Initiative et tour de combat
Quand les fers se croisent, chaque combattant lance 2D6 + Physique. Le plus haut agit en premier, puis on descend. À égalité, le PJ tranche en sa faveur.
- L'initiative se relance à chaque scène, pas à chaque round.
- Une charge cimmérienne déclarée à voix haute donne +2 à l'initiative du round.
- Un PJ surpris (embuscade, trahison) joue en dernier au premier round, sans bonus de talent.
Combat : attaque, défense, dégâts
L'attaque se résout en jet opposé : 2D6 + Physique + bonus d'arme contre la Défense de la cible (Mental + Physique + Social + bonus d'équipement).
- Marge 1 à 4 : blessure légère, dégâts standards.
- Marge 5 à 9 : blessure sérieuse, désavantage à la cible jusqu'à soin.
- Marge 10+ : blessure critique, la cible peut perdre une main, un œil, un compagnon ; le MJ tranche selon la fiction.
Une attaque avec +2 dégâts (épée à deux mains, charge cimmérienne) ajoute 2 crans au résultat avant lecture de la marge.
Sorcellerie et prix du savoir
La magie hyborienne est rare, lente, dangereuse. Elle se paie.
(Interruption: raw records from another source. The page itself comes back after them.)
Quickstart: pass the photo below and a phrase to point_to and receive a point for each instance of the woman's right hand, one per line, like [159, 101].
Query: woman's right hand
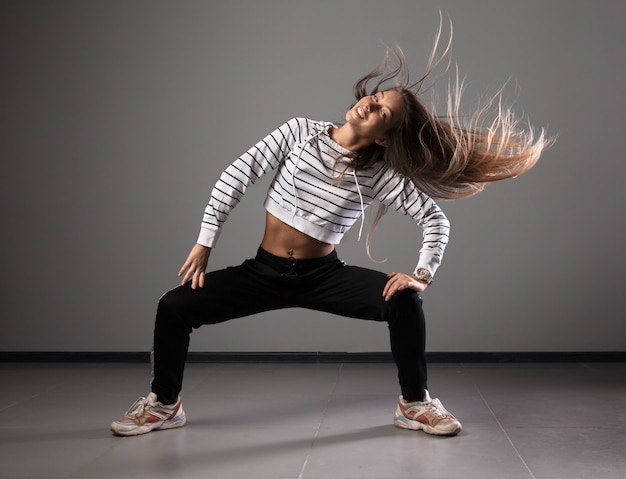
[195, 266]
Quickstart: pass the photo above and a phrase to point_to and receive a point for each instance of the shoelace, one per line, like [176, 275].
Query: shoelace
[138, 407]
[438, 408]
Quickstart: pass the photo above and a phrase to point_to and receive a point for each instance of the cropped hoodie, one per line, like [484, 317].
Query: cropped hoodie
[315, 193]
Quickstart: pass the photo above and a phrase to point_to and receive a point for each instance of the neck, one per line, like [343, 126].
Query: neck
[345, 137]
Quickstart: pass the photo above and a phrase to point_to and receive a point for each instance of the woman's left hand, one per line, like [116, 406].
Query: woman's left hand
[400, 281]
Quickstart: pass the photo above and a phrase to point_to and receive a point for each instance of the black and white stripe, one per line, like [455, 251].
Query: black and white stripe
[313, 191]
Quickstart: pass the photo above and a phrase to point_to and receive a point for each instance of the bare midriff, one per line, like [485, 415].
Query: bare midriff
[285, 241]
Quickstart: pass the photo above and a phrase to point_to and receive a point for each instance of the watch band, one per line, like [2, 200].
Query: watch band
[422, 274]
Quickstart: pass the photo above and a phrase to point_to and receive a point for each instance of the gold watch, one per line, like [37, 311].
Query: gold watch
[422, 274]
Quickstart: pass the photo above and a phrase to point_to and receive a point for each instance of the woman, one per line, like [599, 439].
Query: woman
[391, 150]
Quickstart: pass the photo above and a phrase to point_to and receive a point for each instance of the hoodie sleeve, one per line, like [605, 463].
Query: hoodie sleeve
[263, 157]
[403, 196]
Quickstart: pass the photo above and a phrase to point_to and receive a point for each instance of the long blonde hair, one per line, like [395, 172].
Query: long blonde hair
[449, 156]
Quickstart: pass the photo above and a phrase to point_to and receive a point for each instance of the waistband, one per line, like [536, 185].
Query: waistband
[267, 257]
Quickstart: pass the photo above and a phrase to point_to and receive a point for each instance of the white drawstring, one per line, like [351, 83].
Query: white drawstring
[358, 188]
[294, 190]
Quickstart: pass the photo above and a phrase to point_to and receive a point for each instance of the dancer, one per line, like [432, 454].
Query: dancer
[392, 151]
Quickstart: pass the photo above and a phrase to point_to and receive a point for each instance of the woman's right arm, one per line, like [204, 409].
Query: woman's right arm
[266, 155]
[195, 266]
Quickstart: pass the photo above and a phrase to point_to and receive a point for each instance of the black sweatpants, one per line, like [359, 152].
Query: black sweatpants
[269, 282]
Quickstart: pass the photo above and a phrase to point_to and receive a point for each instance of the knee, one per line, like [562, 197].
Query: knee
[406, 306]
[171, 308]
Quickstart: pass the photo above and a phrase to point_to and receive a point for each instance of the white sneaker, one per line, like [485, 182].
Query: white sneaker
[147, 414]
[428, 415]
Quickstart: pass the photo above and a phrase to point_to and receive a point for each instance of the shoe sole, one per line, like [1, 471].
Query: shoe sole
[132, 430]
[405, 423]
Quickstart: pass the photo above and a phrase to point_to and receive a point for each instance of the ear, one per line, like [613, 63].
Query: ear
[384, 142]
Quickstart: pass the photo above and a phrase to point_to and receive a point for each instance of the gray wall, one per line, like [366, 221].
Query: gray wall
[117, 117]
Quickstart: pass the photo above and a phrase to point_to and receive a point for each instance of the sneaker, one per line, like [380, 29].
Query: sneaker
[428, 415]
[147, 414]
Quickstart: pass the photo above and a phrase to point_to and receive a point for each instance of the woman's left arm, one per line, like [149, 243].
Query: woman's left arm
[399, 281]
[404, 197]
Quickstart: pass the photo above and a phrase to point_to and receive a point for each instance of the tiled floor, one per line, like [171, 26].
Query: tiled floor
[287, 421]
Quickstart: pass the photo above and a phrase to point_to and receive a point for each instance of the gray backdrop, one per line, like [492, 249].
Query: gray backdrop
[117, 117]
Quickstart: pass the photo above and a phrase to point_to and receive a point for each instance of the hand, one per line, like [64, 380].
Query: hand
[399, 281]
[195, 266]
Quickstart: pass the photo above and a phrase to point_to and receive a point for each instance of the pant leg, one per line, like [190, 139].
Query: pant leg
[357, 292]
[230, 293]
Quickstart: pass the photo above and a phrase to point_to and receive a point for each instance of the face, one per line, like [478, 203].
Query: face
[373, 116]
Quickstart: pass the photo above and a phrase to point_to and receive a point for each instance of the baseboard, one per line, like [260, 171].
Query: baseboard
[315, 357]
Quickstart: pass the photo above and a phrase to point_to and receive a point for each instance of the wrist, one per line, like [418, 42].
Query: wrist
[423, 275]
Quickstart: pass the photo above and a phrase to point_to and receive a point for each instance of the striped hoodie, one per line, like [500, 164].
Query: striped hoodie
[314, 192]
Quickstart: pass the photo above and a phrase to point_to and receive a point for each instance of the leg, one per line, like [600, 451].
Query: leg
[357, 292]
[229, 293]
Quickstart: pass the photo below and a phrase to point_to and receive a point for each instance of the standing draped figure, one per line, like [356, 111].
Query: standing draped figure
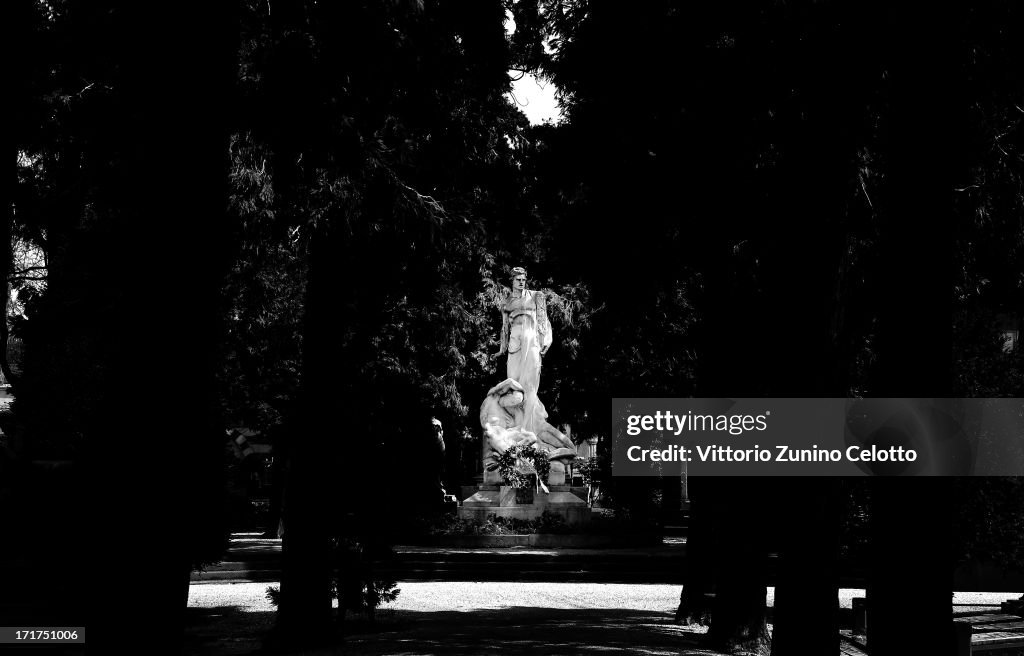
[513, 411]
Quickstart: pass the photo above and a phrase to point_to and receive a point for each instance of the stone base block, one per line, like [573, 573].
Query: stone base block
[500, 501]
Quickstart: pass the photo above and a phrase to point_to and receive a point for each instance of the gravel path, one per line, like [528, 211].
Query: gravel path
[470, 618]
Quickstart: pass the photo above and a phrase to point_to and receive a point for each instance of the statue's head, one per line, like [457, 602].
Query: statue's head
[518, 279]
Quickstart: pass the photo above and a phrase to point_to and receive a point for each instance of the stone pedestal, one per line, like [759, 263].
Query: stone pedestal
[500, 500]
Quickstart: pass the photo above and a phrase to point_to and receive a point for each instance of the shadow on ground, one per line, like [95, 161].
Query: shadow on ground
[509, 630]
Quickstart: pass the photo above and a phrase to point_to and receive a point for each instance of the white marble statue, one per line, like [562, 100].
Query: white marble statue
[512, 412]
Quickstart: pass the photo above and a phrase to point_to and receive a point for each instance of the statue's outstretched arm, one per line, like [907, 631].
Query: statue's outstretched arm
[543, 324]
[506, 329]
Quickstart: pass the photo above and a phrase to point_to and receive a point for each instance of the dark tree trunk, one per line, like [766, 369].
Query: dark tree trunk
[910, 580]
[158, 261]
[305, 613]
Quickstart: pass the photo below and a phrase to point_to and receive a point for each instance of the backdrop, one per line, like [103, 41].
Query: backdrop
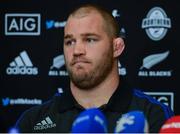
[31, 58]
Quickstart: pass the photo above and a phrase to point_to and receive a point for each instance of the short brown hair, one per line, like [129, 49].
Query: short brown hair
[111, 24]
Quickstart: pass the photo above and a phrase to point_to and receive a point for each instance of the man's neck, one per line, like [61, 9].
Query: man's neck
[98, 95]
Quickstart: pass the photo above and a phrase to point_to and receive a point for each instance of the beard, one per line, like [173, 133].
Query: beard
[88, 79]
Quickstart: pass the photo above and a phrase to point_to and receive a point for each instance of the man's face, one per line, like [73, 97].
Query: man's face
[88, 50]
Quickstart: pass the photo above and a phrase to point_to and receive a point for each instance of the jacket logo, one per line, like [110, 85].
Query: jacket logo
[45, 124]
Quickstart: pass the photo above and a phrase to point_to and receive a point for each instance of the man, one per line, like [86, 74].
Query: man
[92, 47]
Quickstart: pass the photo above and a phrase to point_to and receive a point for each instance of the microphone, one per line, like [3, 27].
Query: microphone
[91, 120]
[132, 122]
[172, 125]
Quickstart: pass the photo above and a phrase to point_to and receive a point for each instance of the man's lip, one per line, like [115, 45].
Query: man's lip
[76, 62]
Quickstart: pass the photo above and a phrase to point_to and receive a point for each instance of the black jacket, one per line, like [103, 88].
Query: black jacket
[58, 114]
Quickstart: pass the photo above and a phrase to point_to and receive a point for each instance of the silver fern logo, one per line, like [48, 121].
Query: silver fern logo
[152, 60]
[58, 62]
[156, 23]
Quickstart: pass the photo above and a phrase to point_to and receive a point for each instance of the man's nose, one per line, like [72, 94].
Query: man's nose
[79, 49]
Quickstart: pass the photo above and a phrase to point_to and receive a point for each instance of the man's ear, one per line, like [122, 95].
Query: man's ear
[118, 46]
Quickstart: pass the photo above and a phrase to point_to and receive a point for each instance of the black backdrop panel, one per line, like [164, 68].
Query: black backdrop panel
[31, 58]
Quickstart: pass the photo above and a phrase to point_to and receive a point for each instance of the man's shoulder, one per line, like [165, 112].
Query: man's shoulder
[149, 104]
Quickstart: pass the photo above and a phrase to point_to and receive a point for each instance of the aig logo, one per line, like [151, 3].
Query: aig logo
[156, 23]
[22, 24]
[166, 98]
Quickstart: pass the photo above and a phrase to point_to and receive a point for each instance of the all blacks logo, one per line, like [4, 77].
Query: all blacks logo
[156, 23]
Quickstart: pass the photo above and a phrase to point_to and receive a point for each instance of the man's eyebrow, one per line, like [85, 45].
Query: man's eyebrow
[90, 34]
[68, 36]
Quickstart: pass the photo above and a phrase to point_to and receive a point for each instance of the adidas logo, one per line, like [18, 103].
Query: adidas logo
[45, 124]
[22, 65]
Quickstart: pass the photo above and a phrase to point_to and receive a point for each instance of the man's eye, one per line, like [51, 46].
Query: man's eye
[69, 42]
[91, 40]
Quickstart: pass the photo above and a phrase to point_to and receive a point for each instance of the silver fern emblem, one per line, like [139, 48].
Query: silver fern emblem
[58, 61]
[154, 59]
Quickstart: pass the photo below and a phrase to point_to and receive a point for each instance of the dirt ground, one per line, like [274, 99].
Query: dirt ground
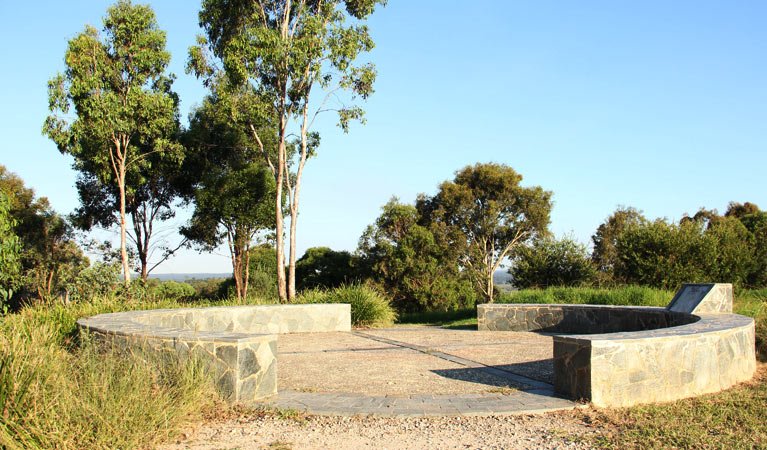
[357, 363]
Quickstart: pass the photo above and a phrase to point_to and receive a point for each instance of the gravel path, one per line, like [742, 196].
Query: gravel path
[269, 431]
[405, 360]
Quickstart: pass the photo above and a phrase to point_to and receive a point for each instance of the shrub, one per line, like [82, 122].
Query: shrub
[324, 267]
[369, 307]
[552, 262]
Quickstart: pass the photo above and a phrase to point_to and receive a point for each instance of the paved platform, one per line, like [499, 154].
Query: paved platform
[410, 371]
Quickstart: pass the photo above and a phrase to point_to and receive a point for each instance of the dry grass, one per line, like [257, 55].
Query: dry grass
[733, 419]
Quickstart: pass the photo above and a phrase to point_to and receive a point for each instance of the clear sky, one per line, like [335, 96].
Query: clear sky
[653, 104]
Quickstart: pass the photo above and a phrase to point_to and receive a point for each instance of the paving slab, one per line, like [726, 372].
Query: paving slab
[416, 371]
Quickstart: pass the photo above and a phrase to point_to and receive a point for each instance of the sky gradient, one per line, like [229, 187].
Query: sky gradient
[657, 105]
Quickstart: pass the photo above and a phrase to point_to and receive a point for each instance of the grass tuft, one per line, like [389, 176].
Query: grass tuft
[733, 419]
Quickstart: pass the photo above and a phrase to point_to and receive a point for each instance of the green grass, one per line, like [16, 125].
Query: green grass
[369, 308]
[462, 318]
[57, 395]
[622, 296]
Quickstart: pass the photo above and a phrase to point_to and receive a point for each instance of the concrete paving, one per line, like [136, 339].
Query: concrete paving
[317, 363]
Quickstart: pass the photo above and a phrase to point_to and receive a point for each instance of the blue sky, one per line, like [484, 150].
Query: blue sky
[654, 104]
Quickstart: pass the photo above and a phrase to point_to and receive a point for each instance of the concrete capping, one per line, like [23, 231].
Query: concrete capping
[238, 343]
[624, 356]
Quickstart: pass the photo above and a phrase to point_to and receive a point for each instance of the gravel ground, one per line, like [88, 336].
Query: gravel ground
[270, 431]
[342, 362]
[346, 363]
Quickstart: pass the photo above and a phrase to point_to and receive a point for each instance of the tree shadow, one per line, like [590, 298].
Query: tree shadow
[503, 375]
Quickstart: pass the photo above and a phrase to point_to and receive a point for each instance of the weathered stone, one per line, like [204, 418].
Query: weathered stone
[240, 353]
[622, 356]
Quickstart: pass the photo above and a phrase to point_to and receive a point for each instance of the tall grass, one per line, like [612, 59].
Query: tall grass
[369, 308]
[748, 302]
[622, 296]
[55, 394]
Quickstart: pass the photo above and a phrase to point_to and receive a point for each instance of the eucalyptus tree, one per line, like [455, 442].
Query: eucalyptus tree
[149, 200]
[488, 214]
[113, 105]
[288, 50]
[226, 180]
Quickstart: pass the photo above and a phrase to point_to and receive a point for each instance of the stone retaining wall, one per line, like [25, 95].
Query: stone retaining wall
[238, 343]
[623, 356]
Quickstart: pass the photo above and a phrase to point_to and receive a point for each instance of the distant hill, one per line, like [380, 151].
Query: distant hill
[501, 277]
[188, 276]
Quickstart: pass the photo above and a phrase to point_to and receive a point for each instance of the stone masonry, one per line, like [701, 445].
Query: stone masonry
[237, 343]
[623, 356]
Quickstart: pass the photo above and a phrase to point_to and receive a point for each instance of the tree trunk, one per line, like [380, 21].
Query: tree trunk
[280, 231]
[490, 285]
[123, 247]
[292, 259]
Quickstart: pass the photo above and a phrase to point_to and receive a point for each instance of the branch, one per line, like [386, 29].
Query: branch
[263, 151]
[168, 254]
Quand un PJ sorcier lance un sort :
- Test Mental contre une difficulté fixée par le MJ (9 pour un sort mineur, 14 pour un sort de combat, 17+ pour une invocation majeure).
- Coût narratif obligatoire : peau qui se fendille, voix qui change, ombre qui ne suit plus, cicatrice nouvelle. Le PJ note la marque.
- Échec critique : le sort retombe sur le sorcier ou sur un proche. Conséquences durables.
Un sorcier ne peut pas lancer plus d'un sort majeur par séance. Le sang appelle le sang.
Conseils MJ : tenir la fureur
- Récompensez les gestes barbares à voix haute. Une lame mordue avant la charge vaut plus qu'une victoire propre.
- Décrivez la chair, la sueur, la boue, le sang noir des cultistes. La sword and sorcery est une affaire de corps, pas de plans tactiques.
- Imposez des choix moraux durs : exécuter ou non, brûler les corps ou non, respecter ou trahir un serment.
- La sorcellerie doit fasciner avant de tuer. Un sorcier stygien parle bas, lentement, et ne menace jamais directement.